Zapowiadał się świetnie. Pomimo, że jestem wielką fanką wszelakich kryminałów zarówno seriali jak i filmów (głównie angielskich i oczywiście klimatycznych skandynawskich w szczególności kocham kryminały właśnie osadzone w zimowej, mroźnej aurze) ale sezon 2 Fortitude mi się nie podobał. Niestety tak jak sezon 1 był doskonały tak drugi to porażka. Scenarzyści poszli w złą stronę o zakończeniu już nawet nie wspomnę. Bardzo się zawiodłam :(
Popieram koleżankę całkowicie!!! Zakończenie to jakaś megaporażka! O ile jeszcze początek drugiego sezonu gwarantował jako takie emocje, to z każdym kolejnym odcinkiem ten serial rozmywał się totalnie! Wisienką na torcie jest postać policjantki Petry - nie dość, że jej debilizm sięgał zenitu co chwilę, to jeszcze jej wymowa i akcentowanie KAŻDEGO zdania. Makabra!!!
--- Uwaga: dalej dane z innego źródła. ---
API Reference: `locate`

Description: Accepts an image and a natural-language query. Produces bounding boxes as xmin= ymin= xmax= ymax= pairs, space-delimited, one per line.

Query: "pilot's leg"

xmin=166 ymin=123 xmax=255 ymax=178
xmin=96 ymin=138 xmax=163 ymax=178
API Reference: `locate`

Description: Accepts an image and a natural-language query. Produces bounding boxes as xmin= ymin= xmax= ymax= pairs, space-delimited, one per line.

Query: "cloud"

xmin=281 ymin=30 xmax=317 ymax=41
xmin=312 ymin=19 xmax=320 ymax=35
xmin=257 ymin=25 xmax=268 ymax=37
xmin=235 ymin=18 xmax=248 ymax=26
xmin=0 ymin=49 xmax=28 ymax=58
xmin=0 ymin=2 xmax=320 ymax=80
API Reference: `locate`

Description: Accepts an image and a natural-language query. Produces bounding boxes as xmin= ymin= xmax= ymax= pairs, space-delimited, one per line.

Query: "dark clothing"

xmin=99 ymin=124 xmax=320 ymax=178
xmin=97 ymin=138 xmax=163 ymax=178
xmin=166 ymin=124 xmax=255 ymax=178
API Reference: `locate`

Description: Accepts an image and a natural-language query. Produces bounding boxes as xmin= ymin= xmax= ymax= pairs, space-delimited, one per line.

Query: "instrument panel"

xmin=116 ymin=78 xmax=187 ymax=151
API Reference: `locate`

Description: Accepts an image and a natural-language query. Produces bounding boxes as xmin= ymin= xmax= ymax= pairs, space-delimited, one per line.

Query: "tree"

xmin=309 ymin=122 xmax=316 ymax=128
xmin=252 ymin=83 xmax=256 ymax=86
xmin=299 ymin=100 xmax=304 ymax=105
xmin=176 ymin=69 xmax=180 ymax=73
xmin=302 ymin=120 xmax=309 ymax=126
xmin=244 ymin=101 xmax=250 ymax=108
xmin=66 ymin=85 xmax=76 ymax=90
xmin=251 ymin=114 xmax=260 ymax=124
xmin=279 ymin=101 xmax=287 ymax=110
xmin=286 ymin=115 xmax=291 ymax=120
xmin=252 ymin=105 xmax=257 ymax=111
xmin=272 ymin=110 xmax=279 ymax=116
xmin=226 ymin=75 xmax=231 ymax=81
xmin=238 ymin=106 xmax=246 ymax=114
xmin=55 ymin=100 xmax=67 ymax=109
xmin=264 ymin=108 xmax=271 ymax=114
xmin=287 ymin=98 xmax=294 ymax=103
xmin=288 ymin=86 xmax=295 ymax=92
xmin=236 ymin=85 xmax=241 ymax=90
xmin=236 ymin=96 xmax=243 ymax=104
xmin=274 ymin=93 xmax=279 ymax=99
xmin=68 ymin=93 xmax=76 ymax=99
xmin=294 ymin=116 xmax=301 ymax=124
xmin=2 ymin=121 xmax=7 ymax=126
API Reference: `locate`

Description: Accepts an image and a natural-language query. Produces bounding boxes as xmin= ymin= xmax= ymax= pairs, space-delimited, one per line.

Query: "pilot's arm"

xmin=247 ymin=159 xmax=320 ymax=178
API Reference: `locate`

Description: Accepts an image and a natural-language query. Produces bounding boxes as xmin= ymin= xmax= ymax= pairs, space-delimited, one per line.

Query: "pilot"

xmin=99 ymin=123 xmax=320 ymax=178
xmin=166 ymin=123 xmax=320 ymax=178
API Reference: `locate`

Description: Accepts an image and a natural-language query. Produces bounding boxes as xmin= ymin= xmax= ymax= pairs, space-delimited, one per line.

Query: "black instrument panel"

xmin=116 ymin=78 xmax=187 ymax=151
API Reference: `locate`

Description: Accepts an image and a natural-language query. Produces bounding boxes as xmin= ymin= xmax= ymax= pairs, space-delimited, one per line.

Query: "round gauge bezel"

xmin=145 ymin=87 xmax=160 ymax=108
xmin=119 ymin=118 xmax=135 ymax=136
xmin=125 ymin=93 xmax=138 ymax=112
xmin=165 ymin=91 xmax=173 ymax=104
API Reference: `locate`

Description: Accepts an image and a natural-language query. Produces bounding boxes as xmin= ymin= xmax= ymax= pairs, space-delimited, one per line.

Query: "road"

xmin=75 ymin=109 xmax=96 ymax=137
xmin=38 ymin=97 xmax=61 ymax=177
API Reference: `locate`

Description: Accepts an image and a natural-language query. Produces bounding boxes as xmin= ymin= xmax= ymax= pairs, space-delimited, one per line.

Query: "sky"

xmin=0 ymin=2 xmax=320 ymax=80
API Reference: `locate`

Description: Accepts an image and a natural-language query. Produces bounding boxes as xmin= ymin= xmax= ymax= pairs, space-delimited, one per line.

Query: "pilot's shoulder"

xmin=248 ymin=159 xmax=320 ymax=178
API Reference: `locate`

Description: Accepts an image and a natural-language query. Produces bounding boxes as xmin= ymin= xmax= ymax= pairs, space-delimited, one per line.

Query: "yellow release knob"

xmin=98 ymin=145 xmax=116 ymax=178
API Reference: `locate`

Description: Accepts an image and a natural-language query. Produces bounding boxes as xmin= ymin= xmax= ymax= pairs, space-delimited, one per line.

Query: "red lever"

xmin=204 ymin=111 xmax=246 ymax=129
Zakończenie nieco szokujące ale tak chyba miało być, przypomina mi się tu Deadwood, gdzie przez 3 sezony kibicowałem bohaterom, a na koniec okazało się że wszyscy dostali bęcki od jednego, najczarniejszego charakteru. Wracając do Fortitude, zastanawia mnie wątek szamana, mianowicie skoro jego dziadek był szamanem to musiał się rytualnie wykastrować, więc skąd Vladi i jego ojciec? Niepokalane poczęcie?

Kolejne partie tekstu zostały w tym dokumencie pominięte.